Primary Bone Cancer
PROFESSOR WILLIAM FRASER
PROJECT TITLE: Single cell RNA sequencing in childhood bone cancer circulating tumour cells
PROJECT TIMESCALE: 1 June 2017 – 31 May 2020
PRINCIPLE INVESTIGATOR: Professor William Fraser
SENIOR RESEARCH ASSOCIATE: Dr Darrell Green
Bone is an endocrine organ with key biological functions. The skeleton produces hormones and cytokines, such as FGF23 and osteocalcin, which regulate an extensive list of physiological functions. Some of these functions include glucose metabolism, blood cell production and calcium/phosphate metabolism. As with other organs in the body, the cells that make up the bone can become cancerous. Primary bone cancer, or cancer which starts in the bone, is a rare tumour mostly diagnosed in children and young adults. Because of the rarity of this type of cancer research is underfunded when compared to other “adult” cancers such as breast, prostate and bowel. Treatment is limited to conventional chemotherapy and surgery which often involves limb amputation. The limited knowledge of bone cancer and the lack of treatment options is reflected in the figures in that five year survival is as low as 50% even when diagnosed early. In cases where the cancer has already spread by the time of diagnosis the five year survival rate drops to 25%.
Bone cancer can be divided into different types depending on the type of cell that has become cancerous and the specific changes within its DNA. (Fig.1 below)
Fig. 1. Bone contains a mix of different cell types – osteoblasts, osteoclasts, osteocytes and chondrocytes. Mesenchymal stem cells (in grey) are cells that reside within the bone, producing the different bone cell types as and when they are required throughout a person’s life (in white). It is thought bone cancer arises when a mesenchymal stem cell has a mutation (a change in the DNA sequence) in a particular type of gene called a ‘tumour suppressor gene’ ( in dark red). Other mutations accumulate within the cancer cells that the defective mesenchymal stem cell produces (in light red), which determines what type of bone cancer will arise if a tumour develops – osteosarcoma, Ewing sarcoma and chondrosarcoma.

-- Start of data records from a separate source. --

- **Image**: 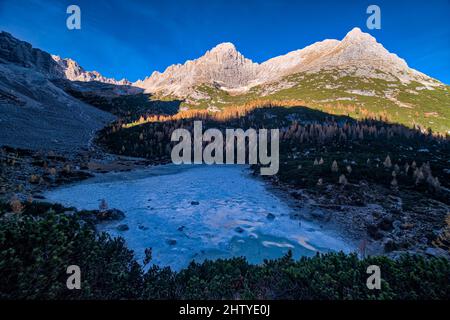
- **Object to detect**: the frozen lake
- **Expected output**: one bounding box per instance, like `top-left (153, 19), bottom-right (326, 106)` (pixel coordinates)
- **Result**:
top-left (45, 165), bottom-right (352, 270)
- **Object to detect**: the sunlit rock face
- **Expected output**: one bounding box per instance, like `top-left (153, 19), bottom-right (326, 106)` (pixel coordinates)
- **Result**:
top-left (134, 28), bottom-right (436, 97)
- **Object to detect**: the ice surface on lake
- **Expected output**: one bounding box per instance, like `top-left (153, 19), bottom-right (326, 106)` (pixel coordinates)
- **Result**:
top-left (45, 165), bottom-right (352, 270)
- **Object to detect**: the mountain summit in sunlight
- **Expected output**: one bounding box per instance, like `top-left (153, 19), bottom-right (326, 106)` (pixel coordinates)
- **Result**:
top-left (135, 28), bottom-right (439, 97)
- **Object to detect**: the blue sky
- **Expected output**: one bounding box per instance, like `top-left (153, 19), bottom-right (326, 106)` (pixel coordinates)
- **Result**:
top-left (0, 0), bottom-right (450, 84)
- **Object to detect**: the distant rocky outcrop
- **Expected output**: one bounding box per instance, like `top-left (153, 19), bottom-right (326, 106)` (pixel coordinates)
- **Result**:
top-left (0, 32), bottom-right (63, 78)
top-left (52, 55), bottom-right (131, 86)
top-left (134, 28), bottom-right (436, 99)
top-left (0, 32), bottom-right (114, 151)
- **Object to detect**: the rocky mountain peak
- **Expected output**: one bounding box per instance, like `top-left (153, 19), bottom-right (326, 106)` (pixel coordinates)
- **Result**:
top-left (135, 28), bottom-right (431, 97)
top-left (52, 55), bottom-right (131, 85)
top-left (0, 31), bottom-right (62, 77)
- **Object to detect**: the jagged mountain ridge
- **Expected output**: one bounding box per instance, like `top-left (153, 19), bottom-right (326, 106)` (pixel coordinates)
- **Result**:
top-left (52, 55), bottom-right (131, 85)
top-left (0, 32), bottom-right (115, 150)
top-left (134, 28), bottom-right (436, 99)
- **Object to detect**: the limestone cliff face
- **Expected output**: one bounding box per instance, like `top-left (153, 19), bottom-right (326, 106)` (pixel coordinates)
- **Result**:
top-left (0, 32), bottom-right (63, 77)
top-left (135, 43), bottom-right (258, 96)
top-left (52, 55), bottom-right (131, 85)
top-left (134, 28), bottom-right (436, 97)
top-left (0, 32), bottom-right (114, 151)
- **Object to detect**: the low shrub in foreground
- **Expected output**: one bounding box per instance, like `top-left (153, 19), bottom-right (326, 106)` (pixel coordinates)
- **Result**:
top-left (0, 203), bottom-right (450, 300)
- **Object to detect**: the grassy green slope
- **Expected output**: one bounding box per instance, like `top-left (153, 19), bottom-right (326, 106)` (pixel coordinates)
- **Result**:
top-left (179, 71), bottom-right (450, 133)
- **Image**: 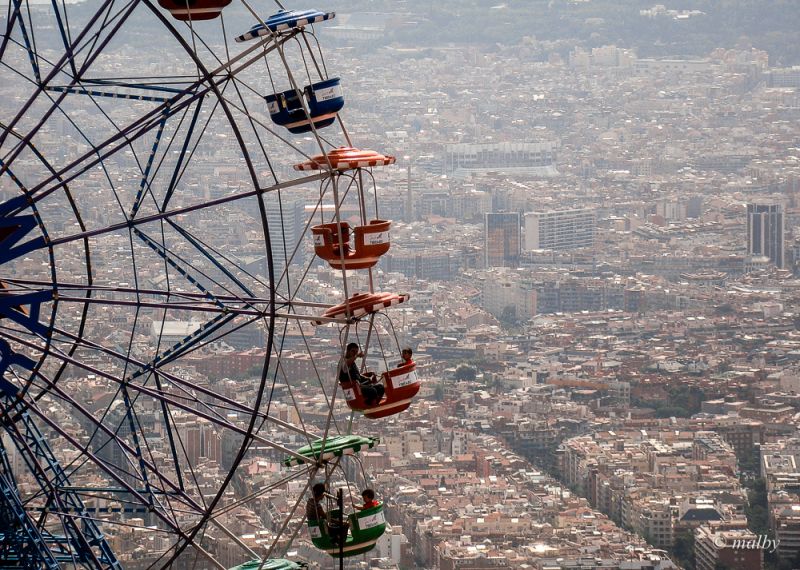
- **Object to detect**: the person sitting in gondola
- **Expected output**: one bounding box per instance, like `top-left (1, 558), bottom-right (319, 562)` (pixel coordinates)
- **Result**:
top-left (356, 489), bottom-right (378, 511)
top-left (397, 347), bottom-right (414, 368)
top-left (306, 483), bottom-right (350, 542)
top-left (306, 483), bottom-right (326, 521)
top-left (339, 342), bottom-right (386, 406)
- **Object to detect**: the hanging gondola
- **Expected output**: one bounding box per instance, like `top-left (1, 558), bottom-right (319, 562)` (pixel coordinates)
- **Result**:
top-left (308, 502), bottom-right (386, 558)
top-left (342, 361), bottom-right (421, 419)
top-left (313, 293), bottom-right (411, 325)
top-left (228, 558), bottom-right (308, 570)
top-left (294, 147), bottom-right (395, 269)
top-left (340, 313), bottom-right (421, 419)
top-left (284, 442), bottom-right (386, 558)
top-left (158, 0), bottom-right (231, 22)
top-left (236, 10), bottom-right (344, 134)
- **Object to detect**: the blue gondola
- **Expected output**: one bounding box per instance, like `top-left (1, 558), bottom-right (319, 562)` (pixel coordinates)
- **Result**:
top-left (264, 77), bottom-right (344, 134)
top-left (236, 10), bottom-right (336, 42)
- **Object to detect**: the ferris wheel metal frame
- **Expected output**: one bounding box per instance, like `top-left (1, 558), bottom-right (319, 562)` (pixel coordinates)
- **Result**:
top-left (0, 0), bottom-right (404, 569)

Not all changes contribute to tumour progression. Some changes are meaningless by-products of the disease which can obscure scientific findings as to what exactly is causing the cancer. More specifically there is huge “background noise” hiding the critical genes and central drivers of the cancer when whole tumours are studied. Circulating tumour cells (CTCs) are cancer cells that are largely driven by “critical genes” only, having developed mechanisms to move out of a primary tumour, enter into the blood and propagate secondary tumours elsewhere in the body (Fig. 2). This process, known as metastasis, is the leading cause of cancer related death.
For every billion blood cells there is 1 CTC in a cancer patient. It has recently become possible to isolate CTCs more easily. Molecular analysis of CTCs rather than whole tumours may identify the meaningful genes and drivers contributing to the spread of secondary tumours. The genes discovered in CTCs may infer which treatment is best as particular genes are known to respond differently to different drugs. For example, cancer cells displaying different forms of the EGFR gene are known to respond well to a drug called Gefitinib. Gefitinib has been shown to keep cancer at bay and has fewer side effects when compared to conventional chemotherapy. Unfortunately cancer cells almost always develop resistance to treatment and do this by employing the use of new genes and drivers to spread. Molecular analysis of CTCs will alert the oncologist as to when the time is right to deliver the next targeted treatment. This approach may stop cancer spread, deplete tumours of their most aggressive cells and reduce the need for invasive surgery to remove the tumour.
Because osteosarcoma is rare, it is common for scientists to use animal models to perform research and test new treatments. These studies often involve implanting human bone cancer into mice and rats before subjecting these animals to research. We believe that by spending time putting together a team of experts from across the UK we can form a specialist team to work with patients and reduce the use of animals in research.
In the new study funded by The Humane Research Trust a collaboration has been developed between the Norwich Research Park which houses world leading research facilities, clinical and non-clinical expertise, including clinical trial units and state of the art genomics platforms and The Royal Orthopaedic Hospital in Birmingham, who are one of the largest specialist orthopaedic hospitals in Europe with a dedicated oncology unit. The new study will use the latest technology to identify gene expression changes in CTCs with the aim of (i) understanding the biology of osteosarcoma spread (ii) using precision medicine to “fix” the spread and stop it in its tracks. We hope this targeted strategy will improve the quality of osteosarcoma treatment by reducing and replacing the future use of conventional chemotherapy and lowering the rate of limb amputation.